On one level, I find myself horrified by what's transpired over the past year or so of the campaign. Two odious individuals have risen to the heads of their respective parties. Politics has been openly reduced to reality television; the veneer of civility and gravitas has been stripped away and the sensationalism and vapidity of the process and the candidates have been laid bare in a way that manages to shock and revolt even those of us who have long been disillusioned with American democracy. There is ample reason for alarm: the presumptive Democrat nominee is a walking scandal who has moved almost effortlessly from disgrace to disgrace for the better part of the past three decades, a person who by any other name would surely face indictment and federal prosecution, the epitome of everything that's wrong and everything that's been wrong with Washington Establishment politics for a good long while. The Republican nominee is quite different, but hardly better: a man better suited to the tabloids than high office. If Hillary Clinton is everything that's wrong with American politics, Donald Trump is everything that's wrong with the American culture: arrogant, entitled, wealthy in large part from inheritance and shady dealings, he substitutes bravado for strength, ostentatious displays of wealth for class, blustery rhetoric for a substantive analysis of the issues.

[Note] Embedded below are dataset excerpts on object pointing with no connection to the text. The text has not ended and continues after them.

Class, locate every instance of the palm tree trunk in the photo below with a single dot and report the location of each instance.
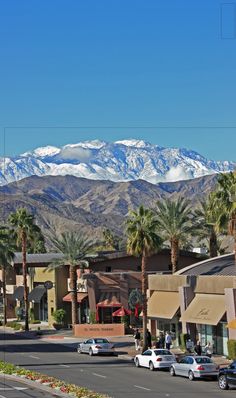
(213, 245)
(144, 296)
(73, 287)
(4, 296)
(174, 254)
(24, 271)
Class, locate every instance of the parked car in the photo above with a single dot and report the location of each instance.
(194, 367)
(155, 359)
(227, 376)
(96, 346)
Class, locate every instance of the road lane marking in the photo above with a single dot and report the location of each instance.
(143, 388)
(98, 375)
(13, 388)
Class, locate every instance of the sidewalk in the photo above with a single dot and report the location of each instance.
(124, 344)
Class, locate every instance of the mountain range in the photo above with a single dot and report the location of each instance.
(127, 160)
(70, 203)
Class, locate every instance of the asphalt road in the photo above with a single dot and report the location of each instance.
(14, 389)
(109, 375)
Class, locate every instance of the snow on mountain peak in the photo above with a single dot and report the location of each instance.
(133, 143)
(123, 160)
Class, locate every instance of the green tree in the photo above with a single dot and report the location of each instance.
(110, 239)
(76, 249)
(225, 196)
(142, 241)
(6, 257)
(25, 228)
(175, 226)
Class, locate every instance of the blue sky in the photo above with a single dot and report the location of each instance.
(162, 71)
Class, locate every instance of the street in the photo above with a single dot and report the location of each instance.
(113, 376)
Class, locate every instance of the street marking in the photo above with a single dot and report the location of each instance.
(13, 388)
(143, 388)
(96, 374)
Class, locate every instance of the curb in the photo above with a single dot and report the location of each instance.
(36, 385)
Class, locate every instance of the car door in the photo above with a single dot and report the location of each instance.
(87, 345)
(145, 358)
(231, 373)
(181, 366)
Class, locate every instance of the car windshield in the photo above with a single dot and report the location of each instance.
(203, 360)
(101, 341)
(162, 352)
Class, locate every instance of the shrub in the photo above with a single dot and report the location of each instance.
(231, 349)
(59, 315)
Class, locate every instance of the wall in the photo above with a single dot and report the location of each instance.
(99, 330)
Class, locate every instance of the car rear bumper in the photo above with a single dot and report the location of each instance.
(205, 374)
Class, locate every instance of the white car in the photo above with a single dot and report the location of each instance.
(96, 346)
(155, 359)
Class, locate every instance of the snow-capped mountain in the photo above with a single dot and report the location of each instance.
(119, 161)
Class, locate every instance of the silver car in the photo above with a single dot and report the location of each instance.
(194, 367)
(155, 359)
(96, 346)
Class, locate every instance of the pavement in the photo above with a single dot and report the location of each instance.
(125, 347)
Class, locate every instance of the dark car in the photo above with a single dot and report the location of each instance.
(227, 376)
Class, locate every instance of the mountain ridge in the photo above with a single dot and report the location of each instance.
(123, 160)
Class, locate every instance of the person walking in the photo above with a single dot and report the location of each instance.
(198, 348)
(162, 341)
(208, 349)
(168, 340)
(149, 339)
(137, 337)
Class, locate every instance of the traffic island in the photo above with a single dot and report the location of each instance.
(50, 383)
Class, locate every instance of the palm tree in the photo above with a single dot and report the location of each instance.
(174, 224)
(142, 241)
(25, 229)
(6, 257)
(76, 250)
(225, 195)
(207, 223)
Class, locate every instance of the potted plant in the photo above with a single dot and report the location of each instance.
(59, 317)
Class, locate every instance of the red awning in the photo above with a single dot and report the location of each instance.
(109, 300)
(121, 312)
(80, 297)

But I do think there's a reason for people of a broad range of political persuasions to be optimistic about what this election portends for our country, even if we are appalled by the "options" before us. The Establishment Consensus, the narrow range of political and philosophical approaches allowed a seat at the table or a voice in the debate, seems to have broken wide open. In both major parties, the energy and organization was in insurgent campaigns whose defining features were a departure from politics as usual, from the narrow range of thinking that has circumscribed American politics in my lifetime and for awhile before that. Candidates like Bernie Sanders, Ted Cruz, and even Donald Trump all offered radically different visions for what the country was and what it could be. Despite a certain measure of despair at the names appearing on the ballot in November, I'm glad to see energy flowing outside the two parties and the tired ideology they both represent; I'm glad to see people of both parties saying that they don't just intend to Support the Nominee, or vote for the next guy in line.
If Trump (or if Bernie Sanders on the Left) represents a departure from politics as usual, then at least it can be said that he departs from a thing worth abandoning. More than at any time in my memory, it seems to me that there are a lot of possibilities before us: we have had credible candidates in people who alternatively advocated a reversion to Establishment politics, a socialist political and cultural revolution, a return to constitutional republicanism, or authoritarian nationalism. If I have some issues with each of those candidates and each of those visions, at least I can find some cause for hope in their variety, in the movement of the public debate beyond the incremental and towards the fundamental. While the latter chafes a bit at my conservative temperament and presumption against radical change, an inescapable fact I think is that what we're doing right now isn't working. To the extent that millions of people of a wide range of beliefs can be united in at least that conviction, it seems to me that we've made some progress. Now of course there's plenty that I don't like about this election, and I think the bad dramatically outweighs the good. But for my first post back here in a long while I figured that it would be best to start with a silver lining.